Speeding Up HTML Generation by 2000%
Bob Rubbens


When I started this blog in 2024, generating the HTML for this site took
between 3 and 5 seconds. This was good enough at the time.

Time passed, and it’s now a year later. I’m archiving one of my old
blogs on this site when I notice that HTML generation takes over 20
seconds.

This happened because my old blog consists of 20-some pages and (small)
posts, which more or less doubled the volume of my site.

You’d expect a simple homebrew static site generator (SSG) to be quick,
but clearly mine was not. After some measuring, it turns out pandoc was
the bottleneck. Long story short: I am now caching all calls to pandoc.
Excluding cache warmup, HTML generation times are between 1 and 1.8
seconds depending on which laptop I’m on and if the laptop is charging
or not. And achieving that performance required only very small changes!

How can pandoc even be your bottleneck?

Some of the pages of my site require multiple calls to pandoc. The core
assumption of my SSG is that calling pandoc is basically free, so I use
it pretty much everywhere. For example, the blog posts on this site
require:

-   Two Markdown import calls. One to turn the raw Markdown into a
    Python datastructure, the other to extract the metadata snippet at
    the beginning of a post.
-   Another export call to generate some HTML from the datastructure
-   Some calls to Pandoc for conversion to other formats: plaintext and
    a pretty-printed source.

From my experiments, the runtime of pandoc is usually between 50ms and
300ms. As a general purpose swiss-army knife for Markdown documents,
this is fine. Especially if you can get pandoc to batch-convert all your
files. For my use case, which is invoking pandoc separately for each
piece of Markdown-related work I have as if it’s a Python built-in, it’s
not ideal.

From the first moment that I switched to pandoc, the goal was to reduce
code size of my SSG, at the cost of run-time performance. This still
holds up, but I just hadn’t foreseen that the run-time overhead would be
this much.

Long story long: prototyping a build system

The longer story of resolving this bottleneck is that I spent the
christmas break working on my own build system, taskgraph. The idea was
to formulate dependencies and outputs precisely, so the build script
could figure out how to only rebuild parts of the site that needed
updating using graph analysis.

The general architecture was simple. Each task would define a list of
files as inputs, and a list of files as outputs.
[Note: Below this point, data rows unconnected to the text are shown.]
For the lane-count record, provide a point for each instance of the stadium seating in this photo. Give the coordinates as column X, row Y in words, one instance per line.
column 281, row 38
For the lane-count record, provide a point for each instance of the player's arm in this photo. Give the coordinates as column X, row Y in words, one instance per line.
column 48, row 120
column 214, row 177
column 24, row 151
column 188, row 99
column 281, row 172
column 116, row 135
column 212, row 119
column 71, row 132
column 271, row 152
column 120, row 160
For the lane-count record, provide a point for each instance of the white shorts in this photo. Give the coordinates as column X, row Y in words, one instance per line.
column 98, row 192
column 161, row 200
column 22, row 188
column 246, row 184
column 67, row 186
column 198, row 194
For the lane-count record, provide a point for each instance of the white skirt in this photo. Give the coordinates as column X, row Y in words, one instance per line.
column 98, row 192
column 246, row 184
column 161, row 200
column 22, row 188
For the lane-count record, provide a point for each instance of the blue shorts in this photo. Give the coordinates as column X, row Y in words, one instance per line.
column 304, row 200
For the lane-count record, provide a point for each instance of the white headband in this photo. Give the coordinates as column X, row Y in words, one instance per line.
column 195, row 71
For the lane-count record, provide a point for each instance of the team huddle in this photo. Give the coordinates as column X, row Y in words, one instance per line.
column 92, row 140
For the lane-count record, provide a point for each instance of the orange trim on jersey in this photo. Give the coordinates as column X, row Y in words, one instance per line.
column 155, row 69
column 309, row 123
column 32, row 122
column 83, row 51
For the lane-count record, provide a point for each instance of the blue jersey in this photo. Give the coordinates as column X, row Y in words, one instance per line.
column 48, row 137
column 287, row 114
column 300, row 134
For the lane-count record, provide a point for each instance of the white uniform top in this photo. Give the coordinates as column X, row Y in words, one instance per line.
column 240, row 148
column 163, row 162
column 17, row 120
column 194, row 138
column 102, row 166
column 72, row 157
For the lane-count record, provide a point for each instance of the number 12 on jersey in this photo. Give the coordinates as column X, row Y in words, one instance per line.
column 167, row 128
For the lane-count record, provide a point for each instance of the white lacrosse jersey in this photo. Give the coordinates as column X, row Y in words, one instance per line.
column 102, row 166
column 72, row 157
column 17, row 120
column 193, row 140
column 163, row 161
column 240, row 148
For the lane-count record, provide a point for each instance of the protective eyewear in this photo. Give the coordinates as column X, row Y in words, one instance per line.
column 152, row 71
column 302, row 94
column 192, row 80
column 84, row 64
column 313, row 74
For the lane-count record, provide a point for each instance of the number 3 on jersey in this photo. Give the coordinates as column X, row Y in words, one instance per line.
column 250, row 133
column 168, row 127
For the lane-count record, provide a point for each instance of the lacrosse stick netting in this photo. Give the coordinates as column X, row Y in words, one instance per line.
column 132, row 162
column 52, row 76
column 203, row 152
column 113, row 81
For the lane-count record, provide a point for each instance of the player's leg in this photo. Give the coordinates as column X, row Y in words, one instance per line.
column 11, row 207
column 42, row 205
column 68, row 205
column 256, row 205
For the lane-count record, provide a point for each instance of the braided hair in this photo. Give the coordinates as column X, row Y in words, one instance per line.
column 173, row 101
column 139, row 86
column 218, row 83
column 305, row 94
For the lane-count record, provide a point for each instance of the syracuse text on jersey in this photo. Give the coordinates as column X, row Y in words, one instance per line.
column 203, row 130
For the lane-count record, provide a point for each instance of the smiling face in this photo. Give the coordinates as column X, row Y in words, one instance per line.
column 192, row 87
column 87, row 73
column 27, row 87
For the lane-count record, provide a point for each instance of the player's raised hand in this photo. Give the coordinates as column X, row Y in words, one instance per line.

Combining all tasks,
this implicitly forms a graph, where tasks and files are nodes, and
dependencies and outputs are directed edges. taskgraph would then
compute the partial order of tasks, and check each output for changed
depencies. Whenever it detected an outdated output, the corresponding
task is executed to update the outputs. A mapping of path to hash of
inputs was kept track of between executions.

I used content-based change detection, basically combining and checking
file hashes to see if anything needs updating. Computing hashes is not
free, but it was generally fast enough for my use case. It also has the
benefit that merely deleting a dependency would also cause a rebuild.
This can be can be a problem in build systems, e.g. GNU Make, where
adding or removing a dependency does not always trigger a rebuild.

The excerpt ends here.